For people who want inspiration or ready-made styles, the workflow points to a community help database. By opening the question-mark help panel and following the linked Roam community themes area, users can browse themes created by others, including code snippets that list the author’s name and Twitter handle. There’s also an option to support creators via a PayPal link. One highlighted example focuses on right-to-left languages such as Arabic, Hebrew, and Farsi: applying that theme flips the graph’s directionality so text and layout render correctly. Switching the “Roam/CSS” content back to normal restores left-to-right behavior.
Beyond whole-graph themes, the transcript also spotlights a more granular customization approach: styling tags based on the tag’s value. Inspired by Maggie Appleton’s work on Roam gardening, the demo pulls a set of custom tag styles and applies them through the “Roam/CSS” page. After pasting the CSS, the user demonstrates editing visual properties—such as changing the color used for a specific tag (e.g., “evergreen”)—and confirms the updated styling appears immediately across all matching tags.
The practical takeaway is that CSS can be used to make certain tags visually stand out for faster scanning and workflow management. The demo sketches scenarios like making “urgent” tags larger and changing their background color to red, along with adjusting padding and line-height to control spacing. Because these changes live in the “Roam/CSS” page, they apply to any visitor of that page and to collaborators who don’t filter the styling out. The overall message: with basic CSS literacy and the right page setup, Roam becomes highly customizable—both at the theme level and at the tag level—without changing the underlying data.
Cornell Notes
Custom Roam Research themes are applied by creating a page named exactly “Roam/CSS” (all lowercase) and pasting CSS inside a code block labeled CSS. Once present, that CSS changes the look and feel of the entire graph for viewers of that page. Theme visibility can be controlled per user through Roam’s filter option: collaborators who filter out the “Roam/CSS” page won’t see the styling, while default settings apply it to everyone.
The transcript also shows how community themes can be reused from a Roam community themes database, including a right-to-left theme for Arabic, Hebrew, and Farsi. Finally, it demonstrates tag-level styling—using CSS to change colors, sizes, padding, and backgrounds for specific tags like “evergreen” or “urgent”—so important notes stand out visually.
What exact setup makes Roam apply custom styling across a graph?
How can collaborators prevent a theme from affecting their own view?

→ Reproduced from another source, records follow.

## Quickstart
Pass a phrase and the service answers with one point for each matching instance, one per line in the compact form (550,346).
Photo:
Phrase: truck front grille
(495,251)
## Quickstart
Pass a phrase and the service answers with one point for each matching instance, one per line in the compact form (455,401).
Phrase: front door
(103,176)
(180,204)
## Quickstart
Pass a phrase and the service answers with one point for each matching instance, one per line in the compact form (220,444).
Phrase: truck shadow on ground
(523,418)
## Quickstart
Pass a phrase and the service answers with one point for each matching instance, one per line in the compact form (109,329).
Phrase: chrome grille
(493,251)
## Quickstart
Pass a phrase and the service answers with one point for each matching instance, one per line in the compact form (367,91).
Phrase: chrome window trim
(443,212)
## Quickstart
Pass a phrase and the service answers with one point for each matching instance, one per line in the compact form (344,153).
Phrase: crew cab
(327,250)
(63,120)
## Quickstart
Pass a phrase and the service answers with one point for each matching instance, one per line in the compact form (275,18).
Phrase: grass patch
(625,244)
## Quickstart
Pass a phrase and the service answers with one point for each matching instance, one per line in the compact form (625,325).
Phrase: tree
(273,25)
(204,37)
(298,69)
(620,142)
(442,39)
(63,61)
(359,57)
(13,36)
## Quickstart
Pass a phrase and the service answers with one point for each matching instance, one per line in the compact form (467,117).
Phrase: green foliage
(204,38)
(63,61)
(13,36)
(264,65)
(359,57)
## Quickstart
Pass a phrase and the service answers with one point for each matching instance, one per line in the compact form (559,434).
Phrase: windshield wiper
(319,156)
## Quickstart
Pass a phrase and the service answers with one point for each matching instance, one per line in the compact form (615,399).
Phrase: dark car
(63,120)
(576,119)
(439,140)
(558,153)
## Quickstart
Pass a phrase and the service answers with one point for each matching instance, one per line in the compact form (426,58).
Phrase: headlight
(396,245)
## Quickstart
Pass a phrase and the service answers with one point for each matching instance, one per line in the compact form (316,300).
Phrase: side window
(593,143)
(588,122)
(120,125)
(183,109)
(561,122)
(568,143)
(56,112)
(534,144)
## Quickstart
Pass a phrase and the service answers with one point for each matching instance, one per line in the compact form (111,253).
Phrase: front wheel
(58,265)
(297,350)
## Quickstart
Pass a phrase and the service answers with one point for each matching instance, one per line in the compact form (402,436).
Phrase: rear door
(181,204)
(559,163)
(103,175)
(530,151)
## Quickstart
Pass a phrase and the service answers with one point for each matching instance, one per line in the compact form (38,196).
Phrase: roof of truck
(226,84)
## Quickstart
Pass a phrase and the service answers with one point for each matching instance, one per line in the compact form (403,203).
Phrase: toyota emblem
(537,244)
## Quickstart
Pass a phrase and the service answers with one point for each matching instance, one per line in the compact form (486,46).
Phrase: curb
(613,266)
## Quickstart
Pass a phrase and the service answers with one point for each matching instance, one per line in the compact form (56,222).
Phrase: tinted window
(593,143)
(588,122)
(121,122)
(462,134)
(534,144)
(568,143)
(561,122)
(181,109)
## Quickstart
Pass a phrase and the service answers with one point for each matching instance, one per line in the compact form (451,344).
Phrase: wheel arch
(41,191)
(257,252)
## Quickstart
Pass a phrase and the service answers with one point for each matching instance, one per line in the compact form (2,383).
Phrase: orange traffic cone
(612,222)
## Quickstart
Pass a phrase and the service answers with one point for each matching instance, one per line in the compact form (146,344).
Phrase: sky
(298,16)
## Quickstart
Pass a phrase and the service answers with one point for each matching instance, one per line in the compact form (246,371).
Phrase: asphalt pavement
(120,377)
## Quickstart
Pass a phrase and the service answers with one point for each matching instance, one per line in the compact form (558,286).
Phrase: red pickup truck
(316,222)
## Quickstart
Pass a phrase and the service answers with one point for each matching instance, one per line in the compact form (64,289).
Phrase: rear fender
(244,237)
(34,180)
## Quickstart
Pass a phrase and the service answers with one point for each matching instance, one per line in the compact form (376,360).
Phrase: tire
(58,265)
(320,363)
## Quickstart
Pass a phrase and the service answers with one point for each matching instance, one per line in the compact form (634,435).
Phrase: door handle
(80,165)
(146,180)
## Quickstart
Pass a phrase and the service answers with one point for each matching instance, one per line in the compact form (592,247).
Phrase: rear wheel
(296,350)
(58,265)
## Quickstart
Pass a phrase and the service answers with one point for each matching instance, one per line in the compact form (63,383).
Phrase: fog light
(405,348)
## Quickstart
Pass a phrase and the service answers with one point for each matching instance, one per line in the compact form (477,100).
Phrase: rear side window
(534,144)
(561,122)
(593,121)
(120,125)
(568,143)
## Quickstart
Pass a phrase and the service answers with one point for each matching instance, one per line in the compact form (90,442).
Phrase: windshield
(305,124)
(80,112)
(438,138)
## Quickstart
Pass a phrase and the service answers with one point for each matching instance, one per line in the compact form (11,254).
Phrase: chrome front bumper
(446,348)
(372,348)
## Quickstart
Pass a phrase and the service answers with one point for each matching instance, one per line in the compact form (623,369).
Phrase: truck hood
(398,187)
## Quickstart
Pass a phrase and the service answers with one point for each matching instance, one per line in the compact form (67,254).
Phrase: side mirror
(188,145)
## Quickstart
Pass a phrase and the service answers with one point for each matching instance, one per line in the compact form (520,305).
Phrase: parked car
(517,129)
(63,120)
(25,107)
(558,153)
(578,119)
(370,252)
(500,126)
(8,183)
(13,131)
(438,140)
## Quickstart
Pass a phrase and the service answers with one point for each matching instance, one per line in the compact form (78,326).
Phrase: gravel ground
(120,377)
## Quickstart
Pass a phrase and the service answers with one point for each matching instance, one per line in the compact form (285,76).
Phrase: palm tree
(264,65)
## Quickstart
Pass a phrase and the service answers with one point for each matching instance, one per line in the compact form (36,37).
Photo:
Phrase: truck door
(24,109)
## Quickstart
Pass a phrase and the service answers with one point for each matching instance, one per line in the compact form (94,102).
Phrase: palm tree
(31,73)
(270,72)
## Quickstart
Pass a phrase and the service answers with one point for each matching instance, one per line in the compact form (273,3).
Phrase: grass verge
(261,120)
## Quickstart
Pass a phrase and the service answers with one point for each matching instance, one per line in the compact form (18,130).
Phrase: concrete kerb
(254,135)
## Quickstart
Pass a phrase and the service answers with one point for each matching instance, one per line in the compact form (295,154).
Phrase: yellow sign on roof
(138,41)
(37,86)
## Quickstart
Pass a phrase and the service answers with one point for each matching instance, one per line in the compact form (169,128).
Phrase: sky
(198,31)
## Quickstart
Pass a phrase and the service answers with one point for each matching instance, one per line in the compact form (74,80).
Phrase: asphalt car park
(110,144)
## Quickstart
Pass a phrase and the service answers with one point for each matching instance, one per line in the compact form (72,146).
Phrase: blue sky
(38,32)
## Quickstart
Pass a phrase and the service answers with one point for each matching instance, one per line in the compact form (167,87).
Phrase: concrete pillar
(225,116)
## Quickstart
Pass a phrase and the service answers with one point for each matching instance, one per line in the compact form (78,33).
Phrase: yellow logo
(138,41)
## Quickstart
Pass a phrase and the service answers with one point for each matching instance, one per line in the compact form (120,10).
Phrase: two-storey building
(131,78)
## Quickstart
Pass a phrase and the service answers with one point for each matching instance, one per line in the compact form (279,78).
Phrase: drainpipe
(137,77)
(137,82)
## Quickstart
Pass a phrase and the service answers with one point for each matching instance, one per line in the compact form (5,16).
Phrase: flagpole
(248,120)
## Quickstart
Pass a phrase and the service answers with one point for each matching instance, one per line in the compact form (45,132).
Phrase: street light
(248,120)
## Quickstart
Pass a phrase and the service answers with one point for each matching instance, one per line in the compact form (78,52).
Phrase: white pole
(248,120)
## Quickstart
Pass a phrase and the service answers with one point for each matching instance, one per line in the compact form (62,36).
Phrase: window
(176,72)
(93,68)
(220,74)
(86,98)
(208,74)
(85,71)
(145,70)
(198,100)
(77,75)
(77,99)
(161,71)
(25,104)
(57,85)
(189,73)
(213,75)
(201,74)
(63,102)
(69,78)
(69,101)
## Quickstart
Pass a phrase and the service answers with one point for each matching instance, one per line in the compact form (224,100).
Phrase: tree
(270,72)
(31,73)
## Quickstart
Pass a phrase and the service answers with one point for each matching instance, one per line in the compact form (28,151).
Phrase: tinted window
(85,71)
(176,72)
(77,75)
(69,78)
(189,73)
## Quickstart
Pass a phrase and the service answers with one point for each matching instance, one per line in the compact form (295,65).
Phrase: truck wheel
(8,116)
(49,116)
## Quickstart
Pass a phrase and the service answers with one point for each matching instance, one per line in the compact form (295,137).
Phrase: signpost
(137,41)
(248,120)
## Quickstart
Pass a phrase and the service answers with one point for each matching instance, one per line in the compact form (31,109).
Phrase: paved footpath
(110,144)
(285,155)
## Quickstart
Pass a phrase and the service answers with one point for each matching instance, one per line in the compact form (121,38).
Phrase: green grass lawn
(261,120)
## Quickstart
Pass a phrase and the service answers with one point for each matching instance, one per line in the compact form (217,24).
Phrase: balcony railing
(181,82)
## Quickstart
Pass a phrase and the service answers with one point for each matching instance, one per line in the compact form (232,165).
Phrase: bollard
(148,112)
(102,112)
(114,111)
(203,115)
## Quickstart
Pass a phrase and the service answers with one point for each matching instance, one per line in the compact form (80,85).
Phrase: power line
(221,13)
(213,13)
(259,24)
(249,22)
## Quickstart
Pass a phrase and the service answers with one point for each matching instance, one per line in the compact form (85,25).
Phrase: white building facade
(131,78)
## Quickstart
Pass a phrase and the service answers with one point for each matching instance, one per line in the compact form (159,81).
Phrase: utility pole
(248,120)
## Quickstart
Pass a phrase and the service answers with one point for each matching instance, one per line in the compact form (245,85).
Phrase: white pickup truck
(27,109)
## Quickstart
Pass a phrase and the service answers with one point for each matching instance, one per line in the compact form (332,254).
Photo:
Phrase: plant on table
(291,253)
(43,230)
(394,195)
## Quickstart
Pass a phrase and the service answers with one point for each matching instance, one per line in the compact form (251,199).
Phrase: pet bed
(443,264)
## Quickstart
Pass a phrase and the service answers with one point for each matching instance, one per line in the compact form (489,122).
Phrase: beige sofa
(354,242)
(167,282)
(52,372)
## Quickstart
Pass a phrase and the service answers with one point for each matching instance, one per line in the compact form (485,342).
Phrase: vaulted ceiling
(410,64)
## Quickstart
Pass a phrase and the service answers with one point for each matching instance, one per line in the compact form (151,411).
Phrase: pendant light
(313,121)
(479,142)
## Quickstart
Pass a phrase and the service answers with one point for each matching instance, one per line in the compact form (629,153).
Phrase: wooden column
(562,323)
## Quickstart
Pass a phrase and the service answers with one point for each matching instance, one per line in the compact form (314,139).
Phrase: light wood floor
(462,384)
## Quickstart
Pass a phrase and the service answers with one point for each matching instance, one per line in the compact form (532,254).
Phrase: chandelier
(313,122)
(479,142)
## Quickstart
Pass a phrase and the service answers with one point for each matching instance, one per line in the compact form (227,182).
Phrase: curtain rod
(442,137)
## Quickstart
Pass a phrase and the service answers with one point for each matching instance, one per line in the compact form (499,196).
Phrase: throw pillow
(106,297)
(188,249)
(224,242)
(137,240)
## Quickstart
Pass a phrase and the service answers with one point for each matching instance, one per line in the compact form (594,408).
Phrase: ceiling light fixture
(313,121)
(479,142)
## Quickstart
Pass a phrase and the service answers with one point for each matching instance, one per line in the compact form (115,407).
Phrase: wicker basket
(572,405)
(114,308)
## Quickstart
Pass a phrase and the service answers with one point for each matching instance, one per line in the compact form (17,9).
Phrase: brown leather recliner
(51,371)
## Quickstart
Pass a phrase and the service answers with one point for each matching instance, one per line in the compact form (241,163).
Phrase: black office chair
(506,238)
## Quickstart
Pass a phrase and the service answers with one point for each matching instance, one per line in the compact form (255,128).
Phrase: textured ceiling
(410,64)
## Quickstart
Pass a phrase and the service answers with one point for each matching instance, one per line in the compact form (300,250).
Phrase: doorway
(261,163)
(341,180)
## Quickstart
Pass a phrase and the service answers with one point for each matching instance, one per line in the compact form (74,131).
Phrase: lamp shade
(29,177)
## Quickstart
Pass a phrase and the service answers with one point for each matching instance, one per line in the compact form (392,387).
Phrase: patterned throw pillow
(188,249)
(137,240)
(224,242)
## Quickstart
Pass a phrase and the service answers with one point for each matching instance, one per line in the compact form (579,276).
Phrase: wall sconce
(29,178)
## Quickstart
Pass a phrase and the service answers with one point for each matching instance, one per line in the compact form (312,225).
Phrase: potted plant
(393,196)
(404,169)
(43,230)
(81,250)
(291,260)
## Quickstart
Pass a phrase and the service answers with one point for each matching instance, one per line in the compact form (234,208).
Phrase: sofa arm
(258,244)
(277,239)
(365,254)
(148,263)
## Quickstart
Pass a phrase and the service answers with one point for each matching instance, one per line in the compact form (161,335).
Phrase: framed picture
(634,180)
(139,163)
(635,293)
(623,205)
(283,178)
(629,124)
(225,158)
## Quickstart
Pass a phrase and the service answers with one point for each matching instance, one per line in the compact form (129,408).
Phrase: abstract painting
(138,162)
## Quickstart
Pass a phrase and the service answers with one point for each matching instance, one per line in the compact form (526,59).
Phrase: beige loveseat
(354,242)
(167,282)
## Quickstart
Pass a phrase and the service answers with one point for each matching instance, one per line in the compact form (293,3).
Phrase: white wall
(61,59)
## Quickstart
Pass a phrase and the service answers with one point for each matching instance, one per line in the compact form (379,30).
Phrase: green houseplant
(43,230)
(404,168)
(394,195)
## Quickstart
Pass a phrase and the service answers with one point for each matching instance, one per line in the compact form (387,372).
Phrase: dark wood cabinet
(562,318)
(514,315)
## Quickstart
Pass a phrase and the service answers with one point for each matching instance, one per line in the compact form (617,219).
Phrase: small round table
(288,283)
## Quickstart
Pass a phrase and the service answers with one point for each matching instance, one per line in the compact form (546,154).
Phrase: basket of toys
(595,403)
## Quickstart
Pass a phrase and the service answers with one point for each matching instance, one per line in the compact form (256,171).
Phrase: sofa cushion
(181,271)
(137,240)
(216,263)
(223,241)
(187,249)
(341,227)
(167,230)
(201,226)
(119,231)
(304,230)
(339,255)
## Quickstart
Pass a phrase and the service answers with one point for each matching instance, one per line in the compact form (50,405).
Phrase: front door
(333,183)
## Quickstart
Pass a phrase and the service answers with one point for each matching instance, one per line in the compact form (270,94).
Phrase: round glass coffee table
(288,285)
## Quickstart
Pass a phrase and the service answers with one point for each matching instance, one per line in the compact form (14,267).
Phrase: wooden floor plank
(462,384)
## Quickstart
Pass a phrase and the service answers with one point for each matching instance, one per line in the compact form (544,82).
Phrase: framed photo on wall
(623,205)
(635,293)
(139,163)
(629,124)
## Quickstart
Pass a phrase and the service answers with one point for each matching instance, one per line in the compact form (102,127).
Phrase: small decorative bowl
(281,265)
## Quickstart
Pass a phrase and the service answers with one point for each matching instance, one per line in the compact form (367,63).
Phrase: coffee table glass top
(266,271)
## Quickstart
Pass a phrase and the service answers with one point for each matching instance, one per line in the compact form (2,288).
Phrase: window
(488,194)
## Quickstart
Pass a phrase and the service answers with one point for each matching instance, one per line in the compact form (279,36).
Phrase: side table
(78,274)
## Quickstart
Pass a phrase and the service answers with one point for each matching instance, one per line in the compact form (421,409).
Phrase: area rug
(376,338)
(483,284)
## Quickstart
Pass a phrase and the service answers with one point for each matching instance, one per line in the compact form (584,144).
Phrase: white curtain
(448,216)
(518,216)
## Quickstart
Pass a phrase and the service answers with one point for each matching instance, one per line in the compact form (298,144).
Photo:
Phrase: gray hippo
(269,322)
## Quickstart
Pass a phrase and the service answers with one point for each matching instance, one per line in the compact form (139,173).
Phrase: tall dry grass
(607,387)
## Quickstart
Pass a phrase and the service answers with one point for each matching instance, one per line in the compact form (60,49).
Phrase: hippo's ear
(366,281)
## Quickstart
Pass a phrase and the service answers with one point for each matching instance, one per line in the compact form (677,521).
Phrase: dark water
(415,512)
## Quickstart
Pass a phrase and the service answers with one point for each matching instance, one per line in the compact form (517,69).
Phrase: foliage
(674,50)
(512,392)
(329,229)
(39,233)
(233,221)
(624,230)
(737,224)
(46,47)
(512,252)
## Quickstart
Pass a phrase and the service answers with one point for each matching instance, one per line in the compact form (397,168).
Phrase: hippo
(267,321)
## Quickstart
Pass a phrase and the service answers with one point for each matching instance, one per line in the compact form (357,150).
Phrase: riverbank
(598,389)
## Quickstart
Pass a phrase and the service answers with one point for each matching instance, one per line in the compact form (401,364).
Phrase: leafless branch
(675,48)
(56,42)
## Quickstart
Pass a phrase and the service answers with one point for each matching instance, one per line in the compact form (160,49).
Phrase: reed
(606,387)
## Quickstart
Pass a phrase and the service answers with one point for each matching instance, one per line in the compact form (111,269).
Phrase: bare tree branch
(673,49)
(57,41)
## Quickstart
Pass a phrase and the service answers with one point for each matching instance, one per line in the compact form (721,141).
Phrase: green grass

Where can users find ready-made Roam themes and CSS snippets?
How does the demo handle right-to-left languages?
What does tag-level styling enable, and how is it demonstrated?
What kinds of visual changes can be made to highlight workflow tags like “urgent”?
Review Questions
- What are the exact naming and formatting requirements for the page that drives Roam’s CSS theming?
- How does per-user filtering change who sees the “Roam/CSS” styling in a shared graph?
- Give two examples of how CSS can be used to customize Roam beyond whole-graph themes.
Key Points
- 1
Create a page named exactly “Roam/CSS” (all lowercase) to drive custom Roam styling.
- 2
Paste CSS inside a code block labeled CSS; that formatting is required for Roam to apply the theme.
- 3
Roam theme visibility is controllable per user via filters—collaborators can hide styling by filtering out the theme page.
- 4
Community theme libraries provide reusable CSS snippets, including themes for right-to-left language support.
- 5
CSS can target specific tags so matching tags change color, size, padding, and background to improve scanning.
- 6
Tag-level styling supports practical workflows by making important categories (like “urgent”) visually stand out.